Most of the song has been digitally performed at Mind Vision, D’Costa’s recording studio in Panaji. Some of the live sessions had to be recorded in Mumbai studios. And because of the pandemic, it was difficult coordinating and getting the work delivered on time.
“Initially, we thought of making our Goan singers do the song but later we decided to keep it real and sing it ourselves. Since we wanted a female dhalo folk singer, Fr Bolmax suggested Pranita Gaude from Chicalim who did an excellent job,” says D’Costa. And Gaude for her part states that she feels proud to be a part of this song that is a wake-up call for Goans. Ellister Noronha, Jake Dias, and Varun D’Silva have also lent their voice to the song. The video shoot took a number of days as it was shot in different locations with different activists.

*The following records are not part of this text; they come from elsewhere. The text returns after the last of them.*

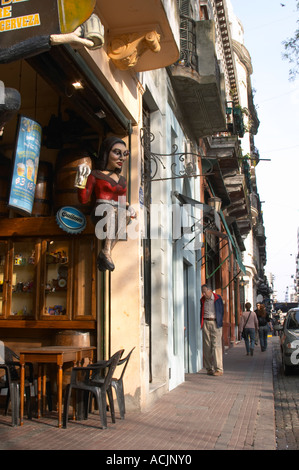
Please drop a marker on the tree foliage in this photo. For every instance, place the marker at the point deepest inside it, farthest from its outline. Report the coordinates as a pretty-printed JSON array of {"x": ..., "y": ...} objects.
[{"x": 291, "y": 52}]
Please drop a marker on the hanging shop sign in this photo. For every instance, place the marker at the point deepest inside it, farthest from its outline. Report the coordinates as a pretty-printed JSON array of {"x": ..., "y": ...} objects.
[
  {"x": 71, "y": 220},
  {"x": 26, "y": 162},
  {"x": 26, "y": 25}
]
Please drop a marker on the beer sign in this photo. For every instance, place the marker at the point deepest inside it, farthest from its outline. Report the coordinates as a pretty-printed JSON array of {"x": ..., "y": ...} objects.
[
  {"x": 26, "y": 25},
  {"x": 26, "y": 163}
]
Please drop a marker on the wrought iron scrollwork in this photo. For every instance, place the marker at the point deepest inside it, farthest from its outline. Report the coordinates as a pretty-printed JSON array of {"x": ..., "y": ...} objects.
[{"x": 179, "y": 167}]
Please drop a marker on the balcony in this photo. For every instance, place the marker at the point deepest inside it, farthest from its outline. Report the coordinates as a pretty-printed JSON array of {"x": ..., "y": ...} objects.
[
  {"x": 196, "y": 79},
  {"x": 226, "y": 151}
]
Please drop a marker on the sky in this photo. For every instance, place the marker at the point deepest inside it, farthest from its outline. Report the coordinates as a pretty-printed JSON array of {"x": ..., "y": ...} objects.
[{"x": 266, "y": 25}]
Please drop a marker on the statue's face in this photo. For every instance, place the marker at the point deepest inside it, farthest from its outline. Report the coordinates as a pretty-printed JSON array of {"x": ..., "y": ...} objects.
[
  {"x": 117, "y": 157},
  {"x": 207, "y": 292}
]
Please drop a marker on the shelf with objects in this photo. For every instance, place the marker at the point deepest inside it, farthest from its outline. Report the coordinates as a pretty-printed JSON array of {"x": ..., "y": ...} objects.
[{"x": 46, "y": 280}]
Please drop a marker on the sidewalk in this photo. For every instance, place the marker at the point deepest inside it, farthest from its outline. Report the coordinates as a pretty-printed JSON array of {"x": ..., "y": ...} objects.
[{"x": 232, "y": 412}]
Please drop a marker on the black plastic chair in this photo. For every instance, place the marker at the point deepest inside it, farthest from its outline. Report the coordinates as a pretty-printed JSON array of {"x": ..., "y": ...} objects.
[
  {"x": 93, "y": 382},
  {"x": 118, "y": 385}
]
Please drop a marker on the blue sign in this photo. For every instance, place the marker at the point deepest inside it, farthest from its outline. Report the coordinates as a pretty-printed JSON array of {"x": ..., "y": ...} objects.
[
  {"x": 25, "y": 165},
  {"x": 71, "y": 220}
]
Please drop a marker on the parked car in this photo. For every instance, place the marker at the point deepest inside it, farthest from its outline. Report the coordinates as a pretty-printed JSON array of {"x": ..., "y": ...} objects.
[{"x": 289, "y": 341}]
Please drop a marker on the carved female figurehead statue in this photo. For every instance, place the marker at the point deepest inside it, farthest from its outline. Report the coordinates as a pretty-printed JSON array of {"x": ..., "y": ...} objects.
[{"x": 109, "y": 187}]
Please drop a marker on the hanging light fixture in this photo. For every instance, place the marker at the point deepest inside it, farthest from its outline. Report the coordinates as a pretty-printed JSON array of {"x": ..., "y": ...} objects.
[{"x": 215, "y": 202}]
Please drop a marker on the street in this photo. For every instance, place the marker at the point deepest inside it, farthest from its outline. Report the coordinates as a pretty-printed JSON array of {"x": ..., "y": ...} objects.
[
  {"x": 253, "y": 406},
  {"x": 286, "y": 396}
]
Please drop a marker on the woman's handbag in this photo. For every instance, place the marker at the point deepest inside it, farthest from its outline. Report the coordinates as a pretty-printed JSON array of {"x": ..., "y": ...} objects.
[{"x": 243, "y": 332}]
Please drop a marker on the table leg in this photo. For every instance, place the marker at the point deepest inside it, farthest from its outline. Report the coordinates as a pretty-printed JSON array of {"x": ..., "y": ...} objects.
[
  {"x": 44, "y": 387},
  {"x": 22, "y": 391},
  {"x": 59, "y": 393},
  {"x": 39, "y": 390}
]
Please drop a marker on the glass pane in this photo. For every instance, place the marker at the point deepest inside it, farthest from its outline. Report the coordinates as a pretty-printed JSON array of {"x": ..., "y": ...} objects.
[
  {"x": 57, "y": 263},
  {"x": 23, "y": 279},
  {"x": 2, "y": 267},
  {"x": 84, "y": 274}
]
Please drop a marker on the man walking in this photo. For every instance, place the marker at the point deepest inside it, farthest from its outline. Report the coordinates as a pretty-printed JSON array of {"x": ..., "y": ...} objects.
[{"x": 212, "y": 312}]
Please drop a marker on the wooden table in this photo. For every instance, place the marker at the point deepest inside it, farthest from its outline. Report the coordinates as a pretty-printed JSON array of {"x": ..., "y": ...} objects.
[{"x": 58, "y": 355}]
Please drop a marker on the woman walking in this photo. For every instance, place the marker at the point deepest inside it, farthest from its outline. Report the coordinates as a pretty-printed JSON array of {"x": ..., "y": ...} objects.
[
  {"x": 264, "y": 325},
  {"x": 249, "y": 328}
]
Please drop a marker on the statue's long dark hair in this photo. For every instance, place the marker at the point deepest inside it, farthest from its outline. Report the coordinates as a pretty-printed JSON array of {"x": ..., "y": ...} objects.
[{"x": 107, "y": 144}]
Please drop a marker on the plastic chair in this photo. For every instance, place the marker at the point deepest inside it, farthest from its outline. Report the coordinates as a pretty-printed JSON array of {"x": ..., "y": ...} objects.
[
  {"x": 118, "y": 385},
  {"x": 93, "y": 383}
]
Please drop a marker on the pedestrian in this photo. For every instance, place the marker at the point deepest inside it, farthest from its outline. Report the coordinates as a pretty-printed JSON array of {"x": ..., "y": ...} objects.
[
  {"x": 249, "y": 328},
  {"x": 264, "y": 325},
  {"x": 212, "y": 312}
]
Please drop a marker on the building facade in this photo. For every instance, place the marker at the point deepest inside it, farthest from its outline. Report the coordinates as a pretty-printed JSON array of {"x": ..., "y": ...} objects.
[{"x": 165, "y": 77}]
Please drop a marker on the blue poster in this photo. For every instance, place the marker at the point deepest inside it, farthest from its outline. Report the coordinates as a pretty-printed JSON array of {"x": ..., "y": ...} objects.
[{"x": 25, "y": 165}]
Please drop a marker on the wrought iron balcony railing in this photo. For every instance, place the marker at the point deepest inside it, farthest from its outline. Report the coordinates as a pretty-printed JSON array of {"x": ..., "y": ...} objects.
[{"x": 188, "y": 56}]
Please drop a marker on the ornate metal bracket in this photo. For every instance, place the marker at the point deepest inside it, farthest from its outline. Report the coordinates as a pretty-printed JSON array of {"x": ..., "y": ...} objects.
[
  {"x": 124, "y": 50},
  {"x": 184, "y": 166}
]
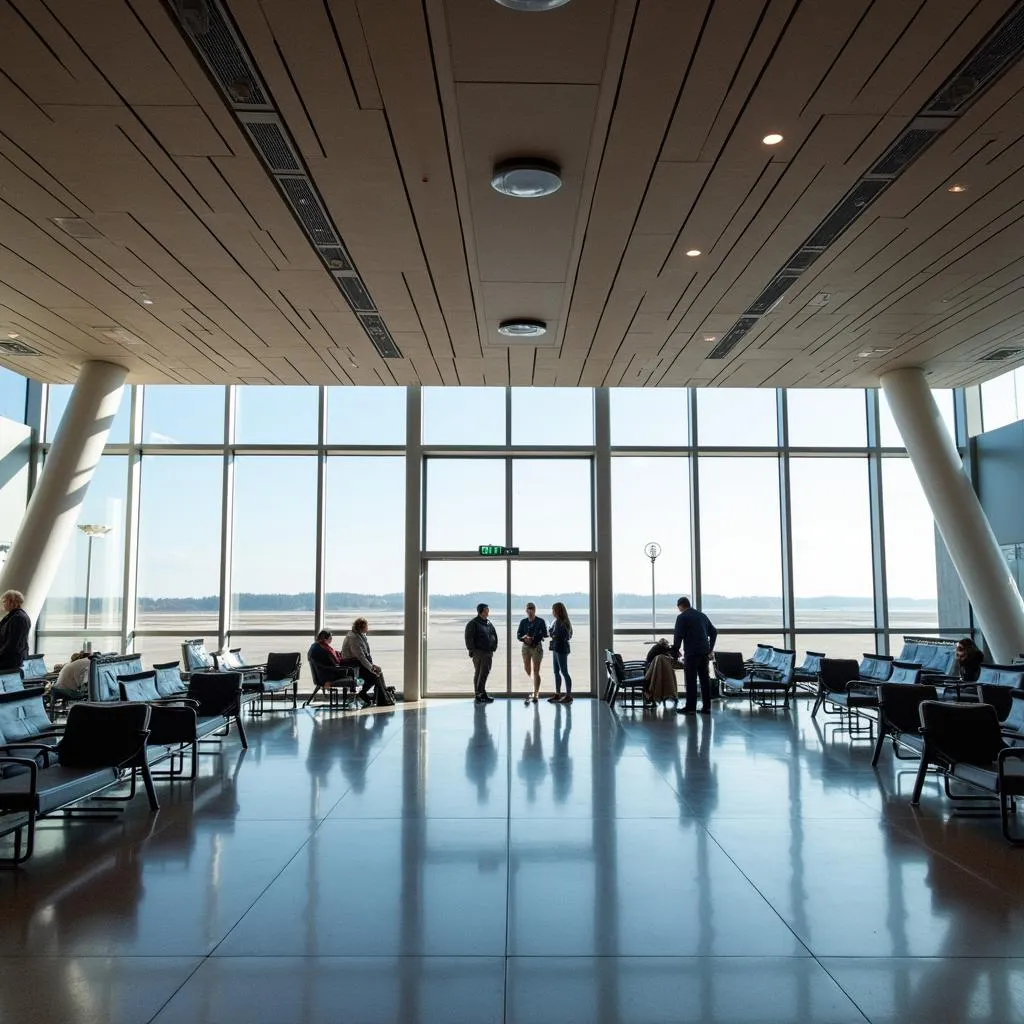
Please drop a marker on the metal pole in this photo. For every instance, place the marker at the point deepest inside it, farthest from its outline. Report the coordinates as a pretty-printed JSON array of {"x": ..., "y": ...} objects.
[{"x": 88, "y": 580}]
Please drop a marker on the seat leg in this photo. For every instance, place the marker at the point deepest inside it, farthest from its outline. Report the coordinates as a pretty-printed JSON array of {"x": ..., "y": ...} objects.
[
  {"x": 878, "y": 745},
  {"x": 919, "y": 782}
]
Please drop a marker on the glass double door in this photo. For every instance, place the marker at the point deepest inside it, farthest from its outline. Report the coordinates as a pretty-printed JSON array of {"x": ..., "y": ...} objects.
[{"x": 455, "y": 587}]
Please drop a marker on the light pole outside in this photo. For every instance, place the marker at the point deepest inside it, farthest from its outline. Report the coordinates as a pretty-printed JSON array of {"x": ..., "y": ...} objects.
[
  {"x": 91, "y": 530},
  {"x": 652, "y": 550}
]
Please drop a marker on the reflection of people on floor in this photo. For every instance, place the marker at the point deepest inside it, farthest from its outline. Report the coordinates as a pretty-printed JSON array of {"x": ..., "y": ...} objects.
[
  {"x": 481, "y": 754},
  {"x": 531, "y": 765},
  {"x": 561, "y": 763}
]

The post production of the song has been worked on by Bobby Godinho. “Working on this project was exciting because I got an opportunity to do something for Goa. It was frustrating for it took a lot of time because of obstacles and issues with logistics that would arise out of the blue. It was also very challenging to work on this project and be in sync with both the main people. I had to keep in mind the story line of Joe and the vision through the visuals of Fr Bolmax to create a film for the viewers,” he tells us. “This opportunity came to me because of Fr Bolmax. And it was a lovely experience with Sir Joe and all other people around there and I feel proud to be part of it.”
Since its release, ‘Utthat Zagat (Marta Ulo)’ has garnered close to 50K views on YouTube.

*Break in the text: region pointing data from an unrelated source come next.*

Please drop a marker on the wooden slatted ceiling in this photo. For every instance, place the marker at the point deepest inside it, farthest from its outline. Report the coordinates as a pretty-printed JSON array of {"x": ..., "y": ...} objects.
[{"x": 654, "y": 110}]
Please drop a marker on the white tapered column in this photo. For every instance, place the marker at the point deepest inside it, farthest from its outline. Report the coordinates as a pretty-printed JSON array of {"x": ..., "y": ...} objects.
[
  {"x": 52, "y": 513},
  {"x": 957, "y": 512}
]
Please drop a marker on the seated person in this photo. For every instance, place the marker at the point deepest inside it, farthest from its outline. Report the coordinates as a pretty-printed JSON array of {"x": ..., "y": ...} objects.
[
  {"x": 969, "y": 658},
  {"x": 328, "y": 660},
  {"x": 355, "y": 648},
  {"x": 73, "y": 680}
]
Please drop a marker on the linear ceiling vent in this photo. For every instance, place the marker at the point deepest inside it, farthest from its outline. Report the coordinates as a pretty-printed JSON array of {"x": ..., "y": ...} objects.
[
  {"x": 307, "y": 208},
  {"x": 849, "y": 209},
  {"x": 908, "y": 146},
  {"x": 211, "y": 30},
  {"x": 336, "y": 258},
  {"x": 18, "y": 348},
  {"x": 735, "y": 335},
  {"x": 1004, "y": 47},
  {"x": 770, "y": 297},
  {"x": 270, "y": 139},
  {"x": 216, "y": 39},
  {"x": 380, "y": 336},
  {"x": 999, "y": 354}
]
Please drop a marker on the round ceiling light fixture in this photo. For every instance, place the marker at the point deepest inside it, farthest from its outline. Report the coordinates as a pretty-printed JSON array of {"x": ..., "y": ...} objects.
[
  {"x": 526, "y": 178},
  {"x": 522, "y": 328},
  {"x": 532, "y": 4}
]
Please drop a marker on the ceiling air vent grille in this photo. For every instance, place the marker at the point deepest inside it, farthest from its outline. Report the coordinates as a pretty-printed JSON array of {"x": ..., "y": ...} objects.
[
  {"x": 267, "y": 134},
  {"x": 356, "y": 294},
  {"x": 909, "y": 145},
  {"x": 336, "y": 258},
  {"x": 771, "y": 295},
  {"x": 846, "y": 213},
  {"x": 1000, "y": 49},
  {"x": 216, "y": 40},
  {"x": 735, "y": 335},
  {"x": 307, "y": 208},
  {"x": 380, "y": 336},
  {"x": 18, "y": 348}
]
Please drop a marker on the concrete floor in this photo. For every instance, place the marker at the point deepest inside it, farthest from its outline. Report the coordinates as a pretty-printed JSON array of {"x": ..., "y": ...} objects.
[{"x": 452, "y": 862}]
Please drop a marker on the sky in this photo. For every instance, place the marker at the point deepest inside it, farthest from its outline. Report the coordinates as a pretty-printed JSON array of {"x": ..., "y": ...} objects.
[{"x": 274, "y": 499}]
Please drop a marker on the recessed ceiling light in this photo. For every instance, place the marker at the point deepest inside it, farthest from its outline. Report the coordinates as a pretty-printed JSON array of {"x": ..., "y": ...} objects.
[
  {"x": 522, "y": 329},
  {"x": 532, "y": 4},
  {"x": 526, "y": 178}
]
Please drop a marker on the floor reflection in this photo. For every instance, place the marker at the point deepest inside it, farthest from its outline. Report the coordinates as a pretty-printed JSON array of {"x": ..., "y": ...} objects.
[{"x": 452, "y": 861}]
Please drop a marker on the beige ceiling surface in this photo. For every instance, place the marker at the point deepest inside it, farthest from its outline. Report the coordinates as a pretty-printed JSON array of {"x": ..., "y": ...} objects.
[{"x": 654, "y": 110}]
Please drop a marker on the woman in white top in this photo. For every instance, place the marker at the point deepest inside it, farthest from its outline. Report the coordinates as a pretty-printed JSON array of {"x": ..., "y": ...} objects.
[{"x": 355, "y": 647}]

Initially, no one took the song seriously, says Fr Pereira who is happy that the song is now gaining momentum. “But that’s not enough,” he says. We haven’t done enough. We need to do more to save Goa. The agents of destruction have taken criminal advantage of our silence and fear. ‘Mhaka kiteak poddlam’ (how does it concern me) attitude seems to be deeply rooted in our ‘susegad’ lifestyle.” He adds that during protests, frantic calls to come out and come together have been ignored by many Goans so far. “Protecting our personal greedy interests and fear of potential personal loss if we get involved has done great injustice to our wounded Motherland that needs care,” he says.

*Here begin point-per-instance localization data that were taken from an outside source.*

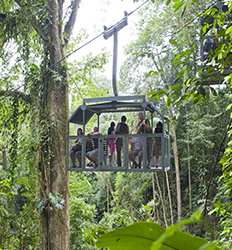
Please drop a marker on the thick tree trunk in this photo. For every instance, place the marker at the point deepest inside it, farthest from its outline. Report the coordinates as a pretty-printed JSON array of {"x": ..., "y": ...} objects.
[
  {"x": 54, "y": 131},
  {"x": 177, "y": 168}
]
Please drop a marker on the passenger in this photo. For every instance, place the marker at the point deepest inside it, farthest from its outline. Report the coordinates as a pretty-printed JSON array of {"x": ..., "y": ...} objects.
[
  {"x": 111, "y": 142},
  {"x": 148, "y": 130},
  {"x": 157, "y": 144},
  {"x": 135, "y": 152},
  {"x": 95, "y": 134},
  {"x": 121, "y": 129},
  {"x": 76, "y": 148},
  {"x": 92, "y": 155},
  {"x": 141, "y": 124}
]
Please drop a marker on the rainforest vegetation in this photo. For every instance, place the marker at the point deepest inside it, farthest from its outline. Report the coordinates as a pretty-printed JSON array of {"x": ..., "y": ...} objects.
[{"x": 181, "y": 59}]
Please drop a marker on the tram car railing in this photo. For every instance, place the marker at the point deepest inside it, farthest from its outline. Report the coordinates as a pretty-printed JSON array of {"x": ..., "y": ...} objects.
[{"x": 126, "y": 153}]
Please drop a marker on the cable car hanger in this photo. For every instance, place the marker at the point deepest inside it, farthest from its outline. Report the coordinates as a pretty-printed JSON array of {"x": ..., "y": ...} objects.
[{"x": 154, "y": 152}]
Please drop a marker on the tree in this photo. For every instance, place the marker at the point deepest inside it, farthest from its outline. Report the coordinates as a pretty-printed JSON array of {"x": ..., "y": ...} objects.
[{"x": 50, "y": 93}]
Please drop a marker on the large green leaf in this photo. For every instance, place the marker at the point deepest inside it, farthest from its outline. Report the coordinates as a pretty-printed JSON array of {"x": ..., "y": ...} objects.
[{"x": 147, "y": 236}]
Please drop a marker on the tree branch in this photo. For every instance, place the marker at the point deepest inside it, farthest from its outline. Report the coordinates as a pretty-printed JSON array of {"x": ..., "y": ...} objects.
[
  {"x": 14, "y": 93},
  {"x": 72, "y": 19},
  {"x": 34, "y": 22}
]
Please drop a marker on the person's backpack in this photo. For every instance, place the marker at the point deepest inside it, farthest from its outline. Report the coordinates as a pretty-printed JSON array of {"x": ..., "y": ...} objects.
[{"x": 122, "y": 129}]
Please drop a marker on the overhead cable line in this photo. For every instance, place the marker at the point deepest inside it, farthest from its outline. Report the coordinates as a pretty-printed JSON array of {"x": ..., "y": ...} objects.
[
  {"x": 83, "y": 45},
  {"x": 102, "y": 33}
]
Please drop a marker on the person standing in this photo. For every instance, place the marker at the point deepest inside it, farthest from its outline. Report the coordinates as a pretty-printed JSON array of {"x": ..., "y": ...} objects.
[
  {"x": 111, "y": 142},
  {"x": 121, "y": 129}
]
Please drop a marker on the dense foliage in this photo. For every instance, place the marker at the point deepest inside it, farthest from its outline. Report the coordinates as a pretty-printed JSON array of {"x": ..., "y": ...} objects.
[{"x": 181, "y": 59}]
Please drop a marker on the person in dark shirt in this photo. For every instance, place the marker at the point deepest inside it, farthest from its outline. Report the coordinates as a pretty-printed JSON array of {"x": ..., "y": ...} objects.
[
  {"x": 111, "y": 142},
  {"x": 157, "y": 144},
  {"x": 121, "y": 129},
  {"x": 77, "y": 147},
  {"x": 95, "y": 134}
]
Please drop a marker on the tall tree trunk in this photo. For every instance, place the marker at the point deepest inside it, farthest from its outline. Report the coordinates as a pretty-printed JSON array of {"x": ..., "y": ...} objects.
[
  {"x": 177, "y": 168},
  {"x": 189, "y": 177},
  {"x": 169, "y": 197},
  {"x": 161, "y": 199},
  {"x": 54, "y": 131}
]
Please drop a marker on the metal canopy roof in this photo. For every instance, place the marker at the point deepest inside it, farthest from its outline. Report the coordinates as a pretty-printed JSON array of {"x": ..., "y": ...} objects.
[{"x": 97, "y": 106}]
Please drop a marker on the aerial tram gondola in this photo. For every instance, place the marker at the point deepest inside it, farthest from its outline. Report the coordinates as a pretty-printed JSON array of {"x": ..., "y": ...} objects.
[{"x": 146, "y": 159}]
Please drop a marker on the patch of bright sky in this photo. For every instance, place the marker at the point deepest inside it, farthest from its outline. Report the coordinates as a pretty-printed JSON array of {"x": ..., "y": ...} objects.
[{"x": 93, "y": 15}]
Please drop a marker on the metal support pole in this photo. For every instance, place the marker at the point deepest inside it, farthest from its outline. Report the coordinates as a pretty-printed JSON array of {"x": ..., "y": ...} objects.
[
  {"x": 115, "y": 59},
  {"x": 152, "y": 123},
  {"x": 113, "y": 31},
  {"x": 98, "y": 121}
]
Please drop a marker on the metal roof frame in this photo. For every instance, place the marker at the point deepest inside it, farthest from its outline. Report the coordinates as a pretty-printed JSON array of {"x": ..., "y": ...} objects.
[{"x": 92, "y": 106}]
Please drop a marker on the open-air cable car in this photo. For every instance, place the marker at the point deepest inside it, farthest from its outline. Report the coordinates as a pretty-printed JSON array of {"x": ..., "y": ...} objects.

D’Costa who has seen Goa slowly turning into a concrete jungle agrees, stating that all Goans irrespective of being in Goa or living abroad should fight for their land. “If we don’t wake up now, our children will suffer. In today’s day and age do we need to cut down trees, destroy our environment to bring in development? Can’t we have both existing harmoniously together?” he questions.
Fr Pereira believes that the song with soul stirring music and challenging lyrics will “help us to keep that spark alight till we gain the victory”. “This song is meant to touch the core of Niz Goenkars to come together and keep the movement going,” he says.
Talking about the movement to Save Mollem and Goa from gigantic projects that aren’t needed, Fr Pereira says that their primary attempt, particularly during this entire pandemic year has been to create awareness and share authentic information about the dangers of unsustainable destructive development that is being pushed through by greedy capitalists by using the ‘planted government’.
“Various means and ways have been adopted so far like flash mobs, art, protest rallies, memorandums, emails, press conferences, engaging with concerned authorities, and we have achieved our target to a certain extent,” he says. And the movement has diversified by different groups in their own little ways. The fight won’t end, says Fr Pereira, and songs like these and other innovations will be used, as people’s mandate cannot be buried. And as is aptly said in the song lyrics: ‘We won’t allow the red soil to turn dark-black’.